As the weight of our GC loss increases in Table 2, i.e., λ 2 increases from 0 to 0.3, the model’s performance generally improves on the test set, despite some fluctuations with certain weight allocations. Specifically, when λ 1 = 0.8 and λ 2 = 0.2, the highest accuracy (0.8865) and F1 score (0.8857) on the blind test dataset are achieved. The quantitative results are worse than those of λ 1 = 0.8 and λ 2 = 0.2. These results indicate that the introduction of our GC loss enhances the robustness and generalization ability of our suggested model, particularly in terms of improved classification accuracy and consistency, demonstrating that our proposed GC loss shows a positive impact on the overall results by effectively stabilizing gradients during the learning process.
Afterward, we first utilize λ 1 = 1.0 and λ 2 = 0 for training our CMT-enhanced Hiformer and then λ 1 = 0.8 and λ 2 = 0.2, i.e., without and with our geological constraint.
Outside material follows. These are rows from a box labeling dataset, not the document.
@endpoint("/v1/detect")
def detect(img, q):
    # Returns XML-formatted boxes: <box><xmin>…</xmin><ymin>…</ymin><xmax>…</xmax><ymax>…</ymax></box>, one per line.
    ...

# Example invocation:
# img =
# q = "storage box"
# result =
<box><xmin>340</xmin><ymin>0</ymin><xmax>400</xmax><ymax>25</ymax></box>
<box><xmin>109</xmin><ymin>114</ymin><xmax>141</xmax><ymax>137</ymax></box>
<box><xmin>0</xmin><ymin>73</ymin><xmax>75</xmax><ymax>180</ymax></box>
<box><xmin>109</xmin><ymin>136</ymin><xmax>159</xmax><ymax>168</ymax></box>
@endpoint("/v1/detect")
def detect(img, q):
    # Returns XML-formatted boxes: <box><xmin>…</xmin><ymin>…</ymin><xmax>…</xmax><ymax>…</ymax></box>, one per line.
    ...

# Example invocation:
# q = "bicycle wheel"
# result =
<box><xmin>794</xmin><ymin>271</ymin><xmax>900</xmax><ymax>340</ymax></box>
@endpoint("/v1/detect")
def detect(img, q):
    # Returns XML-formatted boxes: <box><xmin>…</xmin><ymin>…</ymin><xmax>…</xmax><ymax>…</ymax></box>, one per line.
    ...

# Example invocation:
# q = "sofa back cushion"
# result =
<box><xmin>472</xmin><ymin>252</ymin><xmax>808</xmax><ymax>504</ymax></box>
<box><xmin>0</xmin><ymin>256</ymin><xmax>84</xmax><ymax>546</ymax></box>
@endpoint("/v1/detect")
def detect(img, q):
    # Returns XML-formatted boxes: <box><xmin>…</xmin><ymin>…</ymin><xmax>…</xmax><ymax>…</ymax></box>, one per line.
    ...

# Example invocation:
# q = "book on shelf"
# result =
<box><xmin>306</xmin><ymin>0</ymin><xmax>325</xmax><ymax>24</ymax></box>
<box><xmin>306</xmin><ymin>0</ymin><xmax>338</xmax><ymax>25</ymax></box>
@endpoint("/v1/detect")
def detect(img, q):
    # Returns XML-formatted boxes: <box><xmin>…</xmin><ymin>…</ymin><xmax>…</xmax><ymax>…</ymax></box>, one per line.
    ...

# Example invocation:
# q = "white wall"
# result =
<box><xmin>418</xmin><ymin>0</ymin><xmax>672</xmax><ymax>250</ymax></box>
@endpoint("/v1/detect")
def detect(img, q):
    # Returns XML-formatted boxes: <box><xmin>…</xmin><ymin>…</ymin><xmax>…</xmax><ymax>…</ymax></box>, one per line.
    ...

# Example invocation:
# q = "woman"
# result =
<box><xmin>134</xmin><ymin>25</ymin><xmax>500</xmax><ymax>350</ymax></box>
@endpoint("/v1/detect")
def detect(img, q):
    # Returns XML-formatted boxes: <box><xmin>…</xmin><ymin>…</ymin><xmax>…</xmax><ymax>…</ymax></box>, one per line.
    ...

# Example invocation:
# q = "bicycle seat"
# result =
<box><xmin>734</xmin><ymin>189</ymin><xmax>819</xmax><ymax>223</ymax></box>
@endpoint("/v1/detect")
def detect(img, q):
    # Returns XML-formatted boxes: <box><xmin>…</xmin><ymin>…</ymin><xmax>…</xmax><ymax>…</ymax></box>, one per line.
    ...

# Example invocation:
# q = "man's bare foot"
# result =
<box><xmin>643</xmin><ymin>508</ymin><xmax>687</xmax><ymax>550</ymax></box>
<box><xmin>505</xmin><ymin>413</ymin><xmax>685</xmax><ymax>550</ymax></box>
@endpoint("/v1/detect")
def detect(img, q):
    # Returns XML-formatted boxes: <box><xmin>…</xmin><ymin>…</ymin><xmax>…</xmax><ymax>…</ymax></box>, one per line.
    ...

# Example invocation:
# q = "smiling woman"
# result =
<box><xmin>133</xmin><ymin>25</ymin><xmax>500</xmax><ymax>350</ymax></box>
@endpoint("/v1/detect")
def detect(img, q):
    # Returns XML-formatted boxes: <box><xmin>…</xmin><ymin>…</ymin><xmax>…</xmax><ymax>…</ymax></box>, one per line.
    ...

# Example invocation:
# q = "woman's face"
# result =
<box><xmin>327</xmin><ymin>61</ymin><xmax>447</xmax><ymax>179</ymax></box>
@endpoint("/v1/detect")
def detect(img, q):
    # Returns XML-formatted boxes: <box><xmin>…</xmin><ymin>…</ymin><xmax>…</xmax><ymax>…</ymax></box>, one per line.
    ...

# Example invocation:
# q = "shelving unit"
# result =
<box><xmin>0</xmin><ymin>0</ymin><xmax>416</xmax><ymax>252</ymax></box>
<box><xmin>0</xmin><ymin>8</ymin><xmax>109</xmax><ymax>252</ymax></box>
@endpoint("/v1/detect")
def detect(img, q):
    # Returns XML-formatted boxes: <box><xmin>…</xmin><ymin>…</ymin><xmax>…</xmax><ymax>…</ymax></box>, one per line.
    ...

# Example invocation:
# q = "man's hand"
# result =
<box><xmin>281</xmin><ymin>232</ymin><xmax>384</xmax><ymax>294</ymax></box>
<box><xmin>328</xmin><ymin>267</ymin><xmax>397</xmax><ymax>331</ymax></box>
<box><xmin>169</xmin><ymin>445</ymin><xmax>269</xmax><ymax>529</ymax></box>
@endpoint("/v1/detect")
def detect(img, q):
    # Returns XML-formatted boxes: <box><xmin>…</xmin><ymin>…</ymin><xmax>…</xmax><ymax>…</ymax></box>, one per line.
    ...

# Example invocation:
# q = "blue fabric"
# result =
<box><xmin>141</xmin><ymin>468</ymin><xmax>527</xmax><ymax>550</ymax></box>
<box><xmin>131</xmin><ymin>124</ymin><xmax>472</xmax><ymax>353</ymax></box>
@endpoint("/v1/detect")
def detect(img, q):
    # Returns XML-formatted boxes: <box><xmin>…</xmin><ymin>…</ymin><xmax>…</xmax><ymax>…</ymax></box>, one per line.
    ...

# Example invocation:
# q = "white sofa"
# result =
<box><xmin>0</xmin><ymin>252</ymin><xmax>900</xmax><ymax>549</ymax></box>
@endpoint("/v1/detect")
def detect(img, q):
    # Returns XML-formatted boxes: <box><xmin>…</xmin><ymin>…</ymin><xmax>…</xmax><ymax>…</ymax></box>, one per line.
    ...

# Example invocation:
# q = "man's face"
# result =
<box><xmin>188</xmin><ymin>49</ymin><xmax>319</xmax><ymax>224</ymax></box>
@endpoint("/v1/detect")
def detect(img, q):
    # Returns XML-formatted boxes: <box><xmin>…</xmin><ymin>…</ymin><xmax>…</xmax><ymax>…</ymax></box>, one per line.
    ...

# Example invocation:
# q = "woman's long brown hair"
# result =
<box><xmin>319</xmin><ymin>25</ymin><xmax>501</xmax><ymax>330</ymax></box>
After model convergence, we randomly select a well from the blind test dataset, i.e., W25, whose well logs are denoted in Figure 6a. The ground truth stratigraphic classification label is shown in Figure 6b, while the predicted results via our suggested CMT-enhanced Hiformer without and with our GC loss are indicated in Figure 6c,d. The red dashed lines indicate the sequence boundaries of W25. Our CMT-enhanced Hiformer can realize stratigraphic division based on well logs. However, the introduction of our geological constraint effectively improves the accuracy of stratigraphic division, especially at the sequence boundaries indicated by the red arrows. These images in Figure 6 verify the validity of our suggested GC loss in this study.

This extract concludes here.